La atribución de competencia universal -aparentemente justa, porque se apoya en lo reprobable de las mutilaciones- esconde una paradoja: aunque ese hecho no fuese delito en el país de origen -lo cual, pese a lo que en ocasiones se piensa, no es frecuente- debería castigarse a la madre que actuó en ese caso antes de residir en España; es más: si la madre fuese transeúnte también podría ser acusada del delito por los tribunales españoles. La llegada a un ámbito cultural diferente constituye un paso ante el cual ya no cabe arrepentimiento, aunque cuando se realizó no existiese relación alguna con el país en el que se puede ser condenado. El argumento de que podría hablarse de un error de prohibición inevitable que excluiría la pena sería sólo eficiente si el hecho no es delito en el lugar de procedencia; si lo es y el autor actuaba sobre la base de un clima de cierta tolerancia, que es precisamente lo que sucede con más frecuencia, nunca sería inevitable.
No me cabe duda de que las mutilaciones genitales femeninas han de ser castigadas de una forma radical, y la alusión a un conflicto en una sociedad multicultural debe ser aquí ineficaz. Pero el tratamiento en términos de competencia de los tribunales españoles ha de ser racional, también desde un punto de vista práctico: sin duda, deben de ser sancionados quienes cometen el delito, y sin duda también cuando se trata de residentes en España que aprovechan una estancia corta en el país de origen para ello, tal como establece la reforma al referirse a los hechos previstos en la Convención del Consejo de Europa de 11 de mayo de 2011, en cuyo artículo 38 se hace referencia a las mutilaciones genitales femeninas. Pero sin esta cualidad de la residencia previa, las dificultades de la imputación son indiscutibles, también en relación con la prueba, como lo demuestra la absolución en la sentencia de 16 de diciembre de 2013 a la que antes me he referido.

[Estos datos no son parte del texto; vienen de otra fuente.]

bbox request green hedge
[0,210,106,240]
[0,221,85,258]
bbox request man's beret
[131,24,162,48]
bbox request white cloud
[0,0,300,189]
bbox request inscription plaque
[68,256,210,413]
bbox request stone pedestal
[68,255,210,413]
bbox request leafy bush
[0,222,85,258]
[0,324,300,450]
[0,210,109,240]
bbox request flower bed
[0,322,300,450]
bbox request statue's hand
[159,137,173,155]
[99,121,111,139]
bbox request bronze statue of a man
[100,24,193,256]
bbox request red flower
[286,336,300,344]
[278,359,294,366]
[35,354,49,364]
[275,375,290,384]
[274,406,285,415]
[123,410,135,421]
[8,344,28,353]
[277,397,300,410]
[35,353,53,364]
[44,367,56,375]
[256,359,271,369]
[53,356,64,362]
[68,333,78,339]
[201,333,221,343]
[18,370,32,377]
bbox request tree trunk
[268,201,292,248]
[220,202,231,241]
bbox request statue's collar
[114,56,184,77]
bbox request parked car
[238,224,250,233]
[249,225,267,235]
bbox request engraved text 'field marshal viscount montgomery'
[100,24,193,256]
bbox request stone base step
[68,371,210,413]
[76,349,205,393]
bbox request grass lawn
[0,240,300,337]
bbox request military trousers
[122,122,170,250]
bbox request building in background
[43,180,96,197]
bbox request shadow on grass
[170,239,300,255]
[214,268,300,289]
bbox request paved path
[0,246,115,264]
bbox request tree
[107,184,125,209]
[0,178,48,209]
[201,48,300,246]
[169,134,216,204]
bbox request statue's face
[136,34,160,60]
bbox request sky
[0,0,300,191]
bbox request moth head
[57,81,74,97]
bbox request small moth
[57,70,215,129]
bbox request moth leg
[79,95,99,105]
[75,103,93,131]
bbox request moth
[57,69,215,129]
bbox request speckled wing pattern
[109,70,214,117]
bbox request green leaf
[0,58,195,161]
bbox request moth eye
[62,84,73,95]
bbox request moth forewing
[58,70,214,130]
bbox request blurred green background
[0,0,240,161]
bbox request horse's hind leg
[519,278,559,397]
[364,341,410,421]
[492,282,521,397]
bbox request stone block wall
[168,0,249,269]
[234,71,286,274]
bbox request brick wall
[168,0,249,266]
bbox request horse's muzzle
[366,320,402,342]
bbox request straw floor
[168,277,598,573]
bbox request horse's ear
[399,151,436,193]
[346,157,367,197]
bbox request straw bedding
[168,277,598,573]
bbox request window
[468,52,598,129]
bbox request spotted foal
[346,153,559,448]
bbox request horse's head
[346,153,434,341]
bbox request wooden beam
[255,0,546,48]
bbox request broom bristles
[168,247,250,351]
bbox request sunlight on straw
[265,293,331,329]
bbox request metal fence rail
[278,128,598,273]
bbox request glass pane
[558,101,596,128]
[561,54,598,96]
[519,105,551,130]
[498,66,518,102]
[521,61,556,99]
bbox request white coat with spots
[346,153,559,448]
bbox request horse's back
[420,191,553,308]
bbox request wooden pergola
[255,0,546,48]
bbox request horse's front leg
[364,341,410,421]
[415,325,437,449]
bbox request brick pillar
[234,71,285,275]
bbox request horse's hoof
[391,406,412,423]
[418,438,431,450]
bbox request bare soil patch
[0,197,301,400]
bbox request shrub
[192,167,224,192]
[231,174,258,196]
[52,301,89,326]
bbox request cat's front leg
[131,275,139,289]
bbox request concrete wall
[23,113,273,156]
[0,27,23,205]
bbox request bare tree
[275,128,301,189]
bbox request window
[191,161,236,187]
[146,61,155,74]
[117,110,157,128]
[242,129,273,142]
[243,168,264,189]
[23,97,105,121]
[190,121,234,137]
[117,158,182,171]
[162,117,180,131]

En suma: no cabe afirmar que, en todo caso, el principio de justicia universal garantiza más justicia material. De hecho, y aunque en el genocidio hay elementos particulares -como una cierta tradición, al menos desde Núremberg- que lo caracterizan, el Estatuto de Roma ha intentado resolver las cuestiones del principio de justicia universal precisamente en ese ámbito: la creación de un órgano judicial internacional con competencia quasi-universal. A mi juicio, los esfuerzos deben dirigirse más bien a que lo sea de forma indiscutible y sin fisuras, y no a crear una competencia cuya concreción en la práctica es poco menos que una quimera.